Cette sous-estimation des recettes du secteur minier est patente sur les six premiers mois de l’année. Entre le premier semestre 2014 et le premier semestre 2015, le taux de recouvrement des taxes a baissé de 19%, soit un manque à gagner de près de 9 millions de dollars, alors que déjà en 2014, la société civile du Sud Kivu estimait que les performances de la province en termes de recouvrement des recettes étaient très faibles.

Mais pourquoi estime-t-elle que ces recettes sont volontairement sous-estimées ? Le Sud Kivu compte huit territoires. Seuls 922 creuseurs auraient payé la carte d’exploitant. Ce qui correspond à une moyenne de 115 creuseurs par territoire. Un chiffre irréaliste pour la société civile.

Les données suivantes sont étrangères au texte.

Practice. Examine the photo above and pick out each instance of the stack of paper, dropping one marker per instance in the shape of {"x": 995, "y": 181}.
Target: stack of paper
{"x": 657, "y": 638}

D'autant que pour une autre redevance, celle de l’atténuation et la réhabilitation de l’environnement, seuls 465 creuseurs sont recensés comme ayant payé. Un chiffre qui correspond aux creuseurs artisanaux.

Mais des constats similaires ont été effectués pour d’autres modes d’exploitation. Sept motopompes seulement ont été enregistrées pour tout le Sud Kivu. Six dragues seulement pour l’ensemble de la province, alors que dans une autre étude, là aussi menée par la société civile, il avait été recensé 175 dragues suceuses et six dragues industrielles pour le seul territoire de Shabunda.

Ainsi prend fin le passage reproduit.